A: Jesus as an idea is the longing of God. When asked himself who God was, Jesus replied, “God is a Spirit and they who worship him must worship in Spirit and truth” (John 4:24). But when Jesus told the reason for his coming, he said, “The Son of man is come to seek and to save that which was lost” (Luke 19:10). Put together, these two verses of scripture seem to indicate that God is a longing Spirit. He yearns after people and longs to have a relationship with them.

Probably the first verse of scripture most people encounter is John 3:16, “For God so loved the world he gave his only son ... ” God seemed to Francis Thompson to be the Hound of Heaven pursuing us as a great and yearning Spirit eager to have a relationship with us. We are so prone to speak of seekers as those who pursue God in search of meaning. But in Jesus we have the yearning God in pursuit of people.

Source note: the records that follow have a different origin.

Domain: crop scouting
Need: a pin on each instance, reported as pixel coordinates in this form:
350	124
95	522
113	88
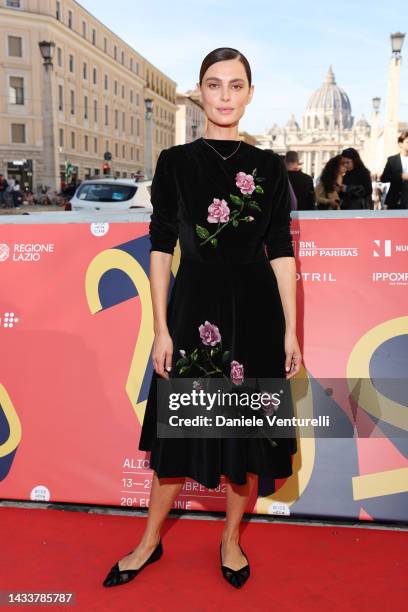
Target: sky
290	46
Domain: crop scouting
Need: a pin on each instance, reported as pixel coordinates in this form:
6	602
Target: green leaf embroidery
235	199
202	231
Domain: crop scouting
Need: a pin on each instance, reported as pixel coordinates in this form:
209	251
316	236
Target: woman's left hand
293	355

In Christ we find that God is not content to let people live and die beyond his circle of love.

On he comes, every pursuing the friendship of human beings. So much that Paul of Tarsus was overwhelmed in the Syrian desert by the Savior whose religion he had set out to destroy.

Augustine felt he was claimed by his ardent and severe mercy.

Pascal agreed that this friendship with Jesus was the answer to longing, that there is a God-shaped vacuum at the heart of all of us. Only God can fill that vacuum.

John Wesley cried out that this pursuing God had strongly warmed his heart.

C.S. Lewis felt this pursuing love and claimed he was “surprised by joy.”

Many of the world’s most notable Christians have felt the chase of this pursuing lover. Jesus follows after them until at last he catches them and the relationship is firm.

The hymnist wrote, “What a friend we have in Jesus.” This simple theme has been established throughout Christendom. Our immense fear of being alone has been answered by the Christ who never demanded the answer to all loneliness. It is this sustaining relationship that Jesus brings to us. The Savior makes our friendship heaven’s agenda.